SAN BENEDETTO DEL TRONTO – Nessun attrito tra Eurispes e Consorzio turistico Riviera delle Palme. Camillo Di Monte e Marco Calvaresi fugano ogni dubbio, dopo il botta e risposta dei giorni scorsi nato in seguito alla diffusione da parte dell’istituto di ricerca dei dati sulle presenze di stranieri nel nostro territorio.
“Tra l’Eurispes e il Consorzio c’è sempre stata un dialogo proficuo” ha spiegato Di Monte. “Il nostro istituto vuole dare informazioni utili sul turismo, non annunciare disgrazie. L’obiettivo è rileggere la mappatura del turista che frequenta il nostro territorio”.
Di Monte si è soffermato sul recente campanello d’allarme lanciato dall’Eurispes: “I dati disaggregati relativi ai turisti stranieri che scelgono la provincia di Ascoli come meta di vacanza sono di segno negativi. Gli arrivi sono diminuiti del 6,9%, le presenze del 13.3. E’ vero, i risultati ci indicano complessivamente che il turismo nel nostro territorio è in crescita ma resta il fatto che i viaggiatori stranieri preferiscono altri lidi.

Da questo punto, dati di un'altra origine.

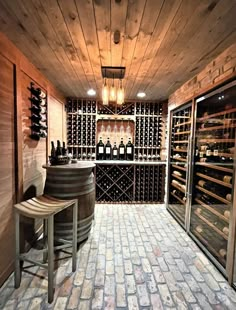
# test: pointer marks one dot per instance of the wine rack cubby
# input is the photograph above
(142, 123)
(130, 183)
(38, 115)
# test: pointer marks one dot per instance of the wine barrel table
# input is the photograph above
(72, 181)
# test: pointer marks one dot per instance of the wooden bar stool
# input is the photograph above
(44, 207)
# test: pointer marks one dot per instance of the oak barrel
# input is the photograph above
(72, 181)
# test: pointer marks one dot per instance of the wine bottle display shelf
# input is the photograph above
(216, 166)
(201, 174)
(130, 183)
(221, 113)
(88, 120)
(38, 112)
(217, 128)
(212, 194)
(119, 180)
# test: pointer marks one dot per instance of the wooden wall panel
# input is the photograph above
(21, 173)
(7, 167)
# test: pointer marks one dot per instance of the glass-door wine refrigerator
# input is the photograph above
(213, 172)
(201, 186)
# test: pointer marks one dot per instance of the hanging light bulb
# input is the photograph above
(120, 94)
(112, 93)
(105, 93)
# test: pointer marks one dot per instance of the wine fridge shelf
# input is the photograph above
(221, 113)
(212, 210)
(212, 194)
(214, 180)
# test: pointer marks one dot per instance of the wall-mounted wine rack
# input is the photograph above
(38, 109)
(88, 120)
(201, 186)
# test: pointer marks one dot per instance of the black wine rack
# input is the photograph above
(121, 182)
(38, 115)
(81, 128)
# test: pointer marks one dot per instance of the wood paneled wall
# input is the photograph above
(21, 158)
(7, 165)
(217, 71)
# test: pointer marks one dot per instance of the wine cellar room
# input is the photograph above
(118, 154)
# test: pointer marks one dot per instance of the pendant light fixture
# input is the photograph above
(113, 93)
(105, 93)
(120, 94)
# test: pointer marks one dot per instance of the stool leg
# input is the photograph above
(45, 237)
(17, 251)
(74, 245)
(50, 258)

Al di là dei numeri, è opportuno concentrare l’analisi sulle strategie da adottare e sugli investimenti da fare per il rilancio del turismo locale”.

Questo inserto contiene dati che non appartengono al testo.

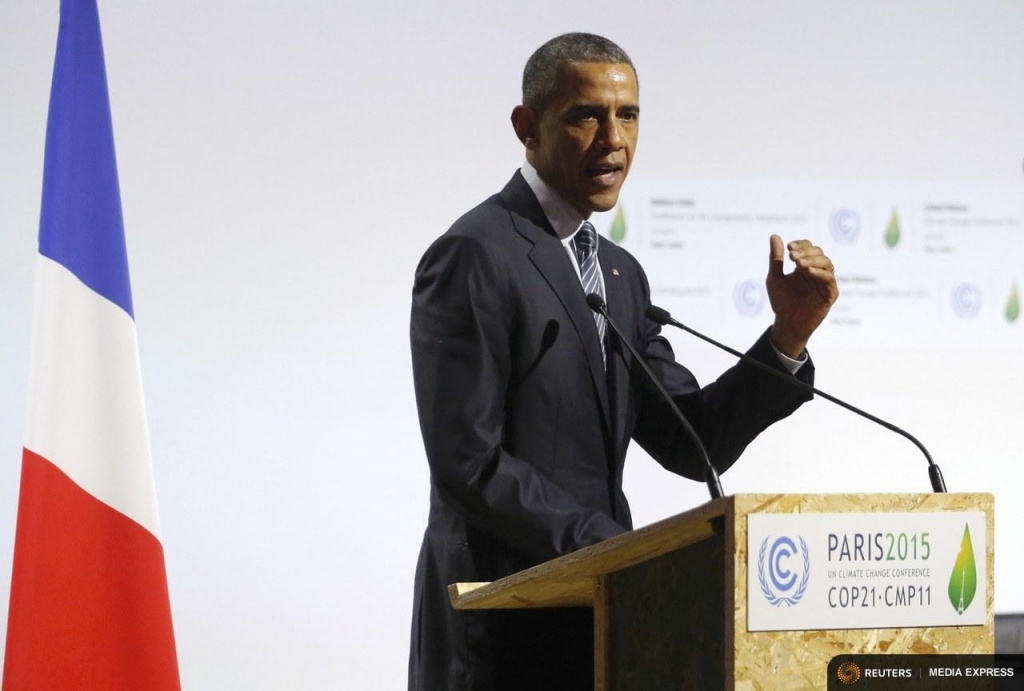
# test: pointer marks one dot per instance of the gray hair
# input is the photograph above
(541, 73)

Calvaresi : “Confermo la bonta dei rapporti con l’Eurispes. Il dato sui turisti stranieri è vero, ma bisogna tener conto che rappresentano solo il 10% delle presenze totali. A noi più che il numero di arrivi e presenze interessa l’indotto economico che questi portano. Per far sì che il turismo locale cresca, è necessario puntare sulla programmazione per effettuare un’efficace promozione e sull’ottimizzazione delle risorse”.
Con la nascita dell’Osservatorio sul turismo a S.Benedetto si potrebbe consolidare il dialogo tra l’Eurispes Marche e il Consorzio Riviera delle Palme. “E’ un supporto per capire quali investimenti occorrerà fare sul nostro territorio” ha affermato Di Monte. “Può essere lo strumento ideale per comprendere le dinamiche del mercato turistico locale” ha aggiunto Calvaresi.
Il presidente dell’Eurispes Marche ha colto l’occasione per aprire una polemica: “Il nostro istituto può fornire una lettura puntuale sul turismo. Purtroppo a S.Benedetto non si è ancora capita l’importanza di questo studio, non c’è la volontà di farlo da parte di tutti. In realtà, quando nacque l’Eurispes, l’Amministrazione comunale ci commissionò uno studio in cambio della nuova sede, poi più nulla. Non so perché le cose siano cambiate ma, a scanso d’equivoci, tengo a sottolineare che non dipendiamo da nessuno”.